FABRIZIO DE ANDRÈ: LE STAGIONI COME METAFORA DELL’AMORE

Fabrizio De André è stato uno dei più grandi cantautori della storia italiana, tanto che alcuni dei suoi testi furono considerati delle vere e proprie poesie ed inclusi nei libri scolastici fin dagli anni ‘70.

Esponente della scuola genovese, contribuì a rinnovare la musica italiana, focalizzandosi spesso su tematiche politico-sociali e facendosi portavoce di ideologie anarchiche e pacifiste.

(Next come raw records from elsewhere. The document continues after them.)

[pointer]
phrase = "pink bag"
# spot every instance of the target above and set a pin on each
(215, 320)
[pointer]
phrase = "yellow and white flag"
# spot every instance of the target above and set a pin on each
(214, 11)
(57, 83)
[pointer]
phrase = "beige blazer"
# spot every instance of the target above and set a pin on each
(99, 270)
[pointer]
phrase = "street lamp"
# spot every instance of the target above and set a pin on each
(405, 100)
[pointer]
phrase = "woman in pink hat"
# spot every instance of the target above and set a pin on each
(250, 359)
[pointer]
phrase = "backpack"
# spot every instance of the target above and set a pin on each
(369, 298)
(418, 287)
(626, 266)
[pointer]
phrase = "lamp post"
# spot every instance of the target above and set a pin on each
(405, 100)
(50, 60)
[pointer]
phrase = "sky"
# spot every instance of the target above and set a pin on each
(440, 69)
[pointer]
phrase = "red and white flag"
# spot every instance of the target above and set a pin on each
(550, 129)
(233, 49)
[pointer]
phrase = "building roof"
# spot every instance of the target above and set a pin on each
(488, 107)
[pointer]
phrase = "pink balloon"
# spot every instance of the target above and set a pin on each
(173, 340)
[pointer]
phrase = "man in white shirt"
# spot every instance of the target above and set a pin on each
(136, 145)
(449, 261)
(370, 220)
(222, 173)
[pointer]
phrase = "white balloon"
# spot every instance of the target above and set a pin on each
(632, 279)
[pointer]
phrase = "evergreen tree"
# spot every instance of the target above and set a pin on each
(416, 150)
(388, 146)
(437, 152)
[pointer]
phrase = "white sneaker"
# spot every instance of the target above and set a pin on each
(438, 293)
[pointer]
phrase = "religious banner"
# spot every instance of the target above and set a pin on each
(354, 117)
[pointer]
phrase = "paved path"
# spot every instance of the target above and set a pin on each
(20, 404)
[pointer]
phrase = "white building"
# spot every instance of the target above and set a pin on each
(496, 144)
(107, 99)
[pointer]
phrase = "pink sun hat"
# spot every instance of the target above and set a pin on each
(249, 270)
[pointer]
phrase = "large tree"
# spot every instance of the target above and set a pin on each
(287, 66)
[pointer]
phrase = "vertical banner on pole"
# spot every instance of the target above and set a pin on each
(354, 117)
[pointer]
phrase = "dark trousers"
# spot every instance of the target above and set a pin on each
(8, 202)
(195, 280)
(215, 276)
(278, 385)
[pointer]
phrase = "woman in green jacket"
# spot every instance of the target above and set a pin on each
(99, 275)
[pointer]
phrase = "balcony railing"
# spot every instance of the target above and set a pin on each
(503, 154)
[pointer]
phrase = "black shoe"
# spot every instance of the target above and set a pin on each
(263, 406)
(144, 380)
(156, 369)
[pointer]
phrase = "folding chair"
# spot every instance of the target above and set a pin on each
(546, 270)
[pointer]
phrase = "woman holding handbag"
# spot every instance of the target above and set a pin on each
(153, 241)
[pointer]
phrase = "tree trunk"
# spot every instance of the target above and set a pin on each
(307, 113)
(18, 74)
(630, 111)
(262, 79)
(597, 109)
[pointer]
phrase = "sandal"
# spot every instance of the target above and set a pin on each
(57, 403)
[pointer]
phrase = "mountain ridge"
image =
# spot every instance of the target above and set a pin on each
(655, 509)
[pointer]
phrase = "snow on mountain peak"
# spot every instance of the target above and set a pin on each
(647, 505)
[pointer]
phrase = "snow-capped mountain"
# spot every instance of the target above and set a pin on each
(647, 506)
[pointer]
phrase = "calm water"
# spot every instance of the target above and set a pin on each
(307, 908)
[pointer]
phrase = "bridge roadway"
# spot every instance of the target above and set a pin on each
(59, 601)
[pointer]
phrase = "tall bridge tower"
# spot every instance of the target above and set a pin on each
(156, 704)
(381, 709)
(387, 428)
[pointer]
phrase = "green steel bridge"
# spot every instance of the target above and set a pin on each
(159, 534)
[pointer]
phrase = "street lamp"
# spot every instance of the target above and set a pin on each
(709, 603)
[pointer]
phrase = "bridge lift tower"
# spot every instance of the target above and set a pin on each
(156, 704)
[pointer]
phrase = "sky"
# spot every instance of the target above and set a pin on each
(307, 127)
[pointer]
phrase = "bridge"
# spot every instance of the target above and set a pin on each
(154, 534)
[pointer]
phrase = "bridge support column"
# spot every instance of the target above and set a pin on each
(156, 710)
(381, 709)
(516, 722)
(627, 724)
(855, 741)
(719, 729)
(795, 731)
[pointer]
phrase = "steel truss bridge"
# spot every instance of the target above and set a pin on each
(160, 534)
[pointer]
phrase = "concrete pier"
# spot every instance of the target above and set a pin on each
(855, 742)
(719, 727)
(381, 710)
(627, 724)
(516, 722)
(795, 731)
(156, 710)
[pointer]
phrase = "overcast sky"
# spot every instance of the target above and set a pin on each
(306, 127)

Uno degli aspetti della sua personalità artistica sui quali si è forse concentrata meno la critica risulta essere quello romantico, eppure nei testi di De André la tematica amorosa è sempre presente, anche quando si parla semplicemente di amore per gli emarginati ed i reclusi.

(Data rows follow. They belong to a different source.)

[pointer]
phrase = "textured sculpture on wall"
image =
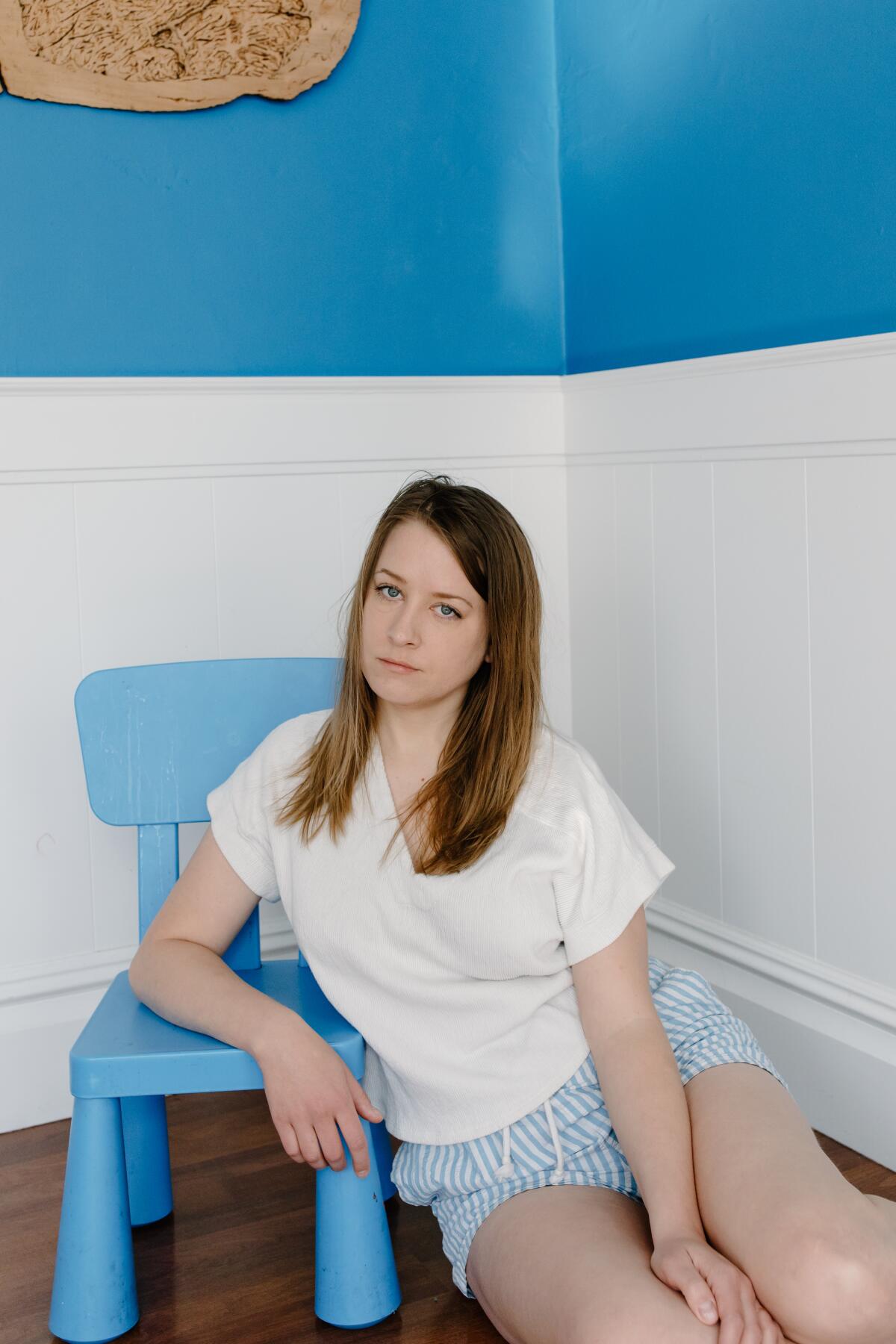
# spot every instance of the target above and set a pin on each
(169, 55)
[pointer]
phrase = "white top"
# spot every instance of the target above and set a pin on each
(460, 984)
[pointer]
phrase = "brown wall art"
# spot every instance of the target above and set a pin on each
(169, 55)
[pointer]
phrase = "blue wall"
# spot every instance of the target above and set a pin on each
(729, 175)
(402, 217)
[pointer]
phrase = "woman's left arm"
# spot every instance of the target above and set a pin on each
(641, 1085)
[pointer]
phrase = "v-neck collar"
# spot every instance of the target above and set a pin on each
(388, 812)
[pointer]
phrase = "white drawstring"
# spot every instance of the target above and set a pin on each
(505, 1169)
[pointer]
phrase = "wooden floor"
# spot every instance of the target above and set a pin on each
(234, 1263)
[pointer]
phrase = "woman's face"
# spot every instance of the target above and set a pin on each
(444, 638)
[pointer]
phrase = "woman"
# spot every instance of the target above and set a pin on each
(499, 972)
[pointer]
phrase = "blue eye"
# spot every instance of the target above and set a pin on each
(454, 615)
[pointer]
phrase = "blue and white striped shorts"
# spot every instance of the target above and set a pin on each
(567, 1140)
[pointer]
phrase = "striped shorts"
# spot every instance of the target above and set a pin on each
(568, 1140)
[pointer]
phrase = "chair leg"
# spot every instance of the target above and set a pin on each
(383, 1156)
(94, 1292)
(146, 1127)
(355, 1275)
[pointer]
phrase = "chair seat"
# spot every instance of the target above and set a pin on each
(127, 1050)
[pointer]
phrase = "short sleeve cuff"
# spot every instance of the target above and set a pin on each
(240, 853)
(645, 880)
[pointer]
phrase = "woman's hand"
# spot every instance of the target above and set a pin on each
(311, 1092)
(703, 1276)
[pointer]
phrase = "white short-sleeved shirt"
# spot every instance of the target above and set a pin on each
(460, 984)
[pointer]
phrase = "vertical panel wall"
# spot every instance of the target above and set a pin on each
(732, 566)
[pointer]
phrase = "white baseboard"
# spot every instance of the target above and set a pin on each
(832, 1035)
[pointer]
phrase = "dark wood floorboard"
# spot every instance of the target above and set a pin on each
(234, 1263)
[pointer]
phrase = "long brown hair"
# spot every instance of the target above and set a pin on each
(488, 750)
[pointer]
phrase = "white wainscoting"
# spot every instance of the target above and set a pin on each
(732, 588)
(716, 546)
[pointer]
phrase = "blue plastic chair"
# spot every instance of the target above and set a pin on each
(155, 741)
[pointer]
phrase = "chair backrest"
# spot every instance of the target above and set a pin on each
(158, 738)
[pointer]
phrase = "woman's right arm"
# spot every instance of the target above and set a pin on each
(179, 972)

Volendoci concentrare più specificamente sull’eros, è semplice tracciare le linee generali della sua concezione amorosa attraverso l’analisi di alcuni testi, quali: La canzone dell’amore perduto, Caro amore, Amore che vieni, amore che vai. Ricorrente è l’utilizzo di metafore che rimandano alla primavera o allo sbocciare dei fiori per indicare il periodo dell’innamoramento (Ricordi? Sbocciavan le viole con le nostre parole); ma proprio come ogni anno è irrimediabilmente soggetto al continuo susseguirsi delle stagioni, sembrerebbe esserlo anche l’amore, e alla primavera è quindi fatto seguire l’arrivo dell’autunno che porta via la freschezza di quei fiori prima sbocciati e con essi anche la sincerità del sentimento che rappresentavano (ma come fan presto amore ad appassir le rose, così per noi; i fiori dell’altr’anno, caro amore, sono sfioriti e mai più rifioriranno).

Inutile è quindi rifugiarsi nei “sempre” e nell’ipocrisia dei “mai” per l’artista, che con un coraggio disarmante si accinge a guardare con occhio estremamente critico la realtà senza idealizzarla e prendendo consapevolezza del fatto che tu che con gli occhi di un altro colore mi dici le stesse parole d’amore, fra un mese fra un anno scordate le avrai, amore che vieni da me fuggirai.